As an example of the former, I’d give Debbie Schlussel’s recent rant on Barack Obama ("Barack Hussein Obama: Once a Muslim, Always A Muslim") and some of the comments (not the post by the estimable Allahpundit, but some of the comments) in the story at Hot Air, ”Schlussel: Is Obama a Muslim manchurian candidate?“.  Anyone who feels compelled to use Sen. Obama’s middle name, other than perhaps his mother, is an unserious rabble-rouser and should be vigorously ignored.  Anyone who thinks he’s DQ’d from further political office solely due to his Muslim heritage is no different, and has the added disadvantage of being incapable of forming a coherent thought in support of an argument they’re incapable of considering.  Rubes, the lot of them.

Examples of the latter abound; far too many to list, but they include the hubbub about Harold Ford Jr. and his taste for white women and the creepy predilections of Mark Foley.  In the comments to a story (linked to the story) that Buckethead provided below (referenced above), about a congressional aide named Shriber who solicited help from hackers in adjusting his undergraduate GPA, most of the noise wasn’t focused on the fact that Shriber had attempted to violate a federal law, nor that he’d been played so majestically by the supposed hackers he thought he’d found to help with his nefarious plot. 
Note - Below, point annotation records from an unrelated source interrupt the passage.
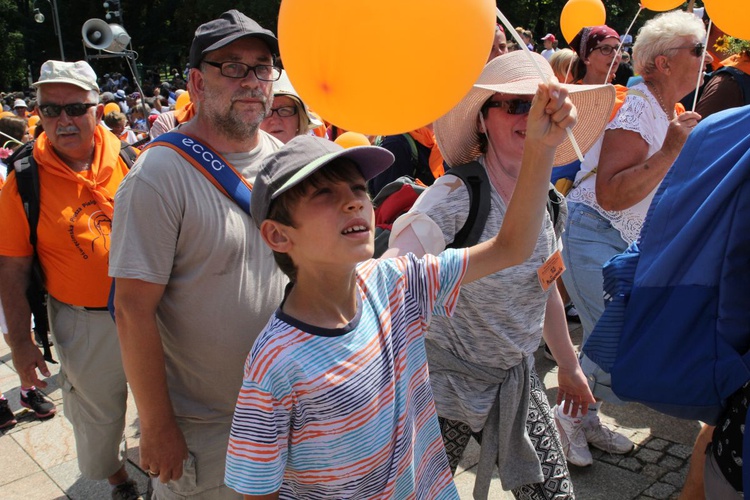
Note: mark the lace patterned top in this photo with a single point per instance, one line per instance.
(639, 113)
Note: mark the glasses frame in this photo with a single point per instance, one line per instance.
(606, 50)
(511, 106)
(696, 50)
(294, 112)
(275, 72)
(51, 110)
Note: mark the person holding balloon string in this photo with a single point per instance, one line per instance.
(481, 360)
(618, 178)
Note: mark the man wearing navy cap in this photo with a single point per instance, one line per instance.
(195, 283)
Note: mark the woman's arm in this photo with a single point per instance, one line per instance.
(625, 174)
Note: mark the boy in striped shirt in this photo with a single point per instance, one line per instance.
(335, 400)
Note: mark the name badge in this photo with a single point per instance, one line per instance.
(550, 270)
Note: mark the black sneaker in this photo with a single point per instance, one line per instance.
(126, 491)
(38, 339)
(7, 419)
(36, 402)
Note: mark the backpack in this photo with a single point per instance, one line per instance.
(675, 332)
(27, 179)
(742, 79)
(397, 197)
(419, 171)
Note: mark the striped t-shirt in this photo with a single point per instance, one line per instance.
(348, 413)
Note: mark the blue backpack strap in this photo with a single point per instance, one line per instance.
(211, 164)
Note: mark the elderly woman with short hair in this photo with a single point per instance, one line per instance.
(618, 178)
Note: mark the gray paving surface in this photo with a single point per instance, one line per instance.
(38, 459)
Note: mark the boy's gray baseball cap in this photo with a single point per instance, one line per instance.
(231, 26)
(299, 159)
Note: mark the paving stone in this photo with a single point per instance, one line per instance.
(660, 490)
(648, 456)
(631, 464)
(657, 444)
(37, 486)
(653, 471)
(675, 478)
(681, 451)
(672, 463)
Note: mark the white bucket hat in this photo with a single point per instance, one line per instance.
(284, 87)
(457, 131)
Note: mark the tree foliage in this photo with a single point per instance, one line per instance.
(161, 30)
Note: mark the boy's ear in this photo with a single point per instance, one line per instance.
(275, 235)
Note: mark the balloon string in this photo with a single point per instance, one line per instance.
(517, 37)
(619, 47)
(703, 65)
(11, 139)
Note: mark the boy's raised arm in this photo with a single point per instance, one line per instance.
(551, 113)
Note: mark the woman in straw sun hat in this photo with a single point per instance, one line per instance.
(481, 361)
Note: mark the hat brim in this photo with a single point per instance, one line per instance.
(273, 43)
(457, 131)
(69, 81)
(370, 161)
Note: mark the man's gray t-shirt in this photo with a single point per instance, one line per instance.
(173, 227)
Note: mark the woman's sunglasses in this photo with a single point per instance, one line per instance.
(512, 106)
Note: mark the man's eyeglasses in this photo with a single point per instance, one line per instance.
(512, 106)
(605, 49)
(231, 69)
(283, 112)
(696, 50)
(75, 109)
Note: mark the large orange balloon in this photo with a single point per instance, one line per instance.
(111, 107)
(578, 14)
(351, 139)
(661, 5)
(731, 16)
(384, 67)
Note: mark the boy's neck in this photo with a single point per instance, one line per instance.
(322, 300)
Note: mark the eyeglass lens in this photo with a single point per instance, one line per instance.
(75, 109)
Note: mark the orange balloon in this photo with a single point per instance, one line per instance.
(731, 16)
(578, 14)
(351, 139)
(662, 5)
(182, 100)
(384, 67)
(111, 107)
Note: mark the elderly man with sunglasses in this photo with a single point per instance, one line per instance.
(79, 169)
(195, 282)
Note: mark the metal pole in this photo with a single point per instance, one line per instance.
(56, 23)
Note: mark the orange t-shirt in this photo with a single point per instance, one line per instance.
(74, 230)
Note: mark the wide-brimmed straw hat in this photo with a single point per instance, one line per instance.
(457, 131)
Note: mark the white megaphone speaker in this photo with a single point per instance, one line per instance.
(97, 34)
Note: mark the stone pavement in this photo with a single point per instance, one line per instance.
(38, 459)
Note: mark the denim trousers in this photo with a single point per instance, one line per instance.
(589, 241)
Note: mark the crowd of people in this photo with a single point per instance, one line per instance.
(269, 355)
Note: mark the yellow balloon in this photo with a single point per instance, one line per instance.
(384, 67)
(661, 5)
(182, 100)
(350, 139)
(731, 16)
(577, 14)
(111, 107)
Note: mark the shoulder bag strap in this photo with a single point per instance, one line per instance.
(211, 164)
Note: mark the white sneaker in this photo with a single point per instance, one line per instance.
(573, 439)
(602, 437)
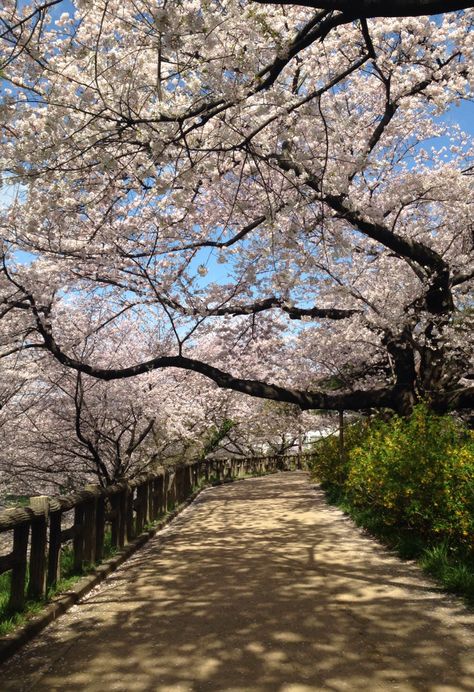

No, the comments went straight to the heart of the matter - that he was an aide to a Republican. The first of these stories flatly didn’t matter, not a bit, the second was interesting primarily due to Foley’s immediate resignation but not at all due to his party affiliation, and the third indicated that the commenters were humorless drones, politically tin-eared morons without meaningful lives, beating on a drum that people with IQs over 100 wouldn’t even hear.

Those pushing stories like these either don’t know or wilfully ignore how low-budget and minimally meaningful their rants are, to thinking adults.  Yet they continue; they happened throughout the 2004 presidential campaign, throughout the most recent mid-term elections, and are sure to play a part in the 2008 federal elections as well.  Truly a shame, and a waste of opportunity to have an intelligent discussion about what we really want our legislative overlords and masters to do on our behalf.

But enough of my setup - as you all know, Scott Adams’ Dilbert speaks for the common man, and hasn’t let us down in our hour of need.  Witness:

Dec 22, 2006:
image (click for original @ Dilbert.com)

Dec 23, 2006:
image (click for original @ Dilbert.com)

They pretty much summarize my view of the landscape as it sits today.  We, as an electorate have to get smarter, and while we’re working on that, we have to reject the button pushers and the slobbering retards.  Yeah, that’s a plan.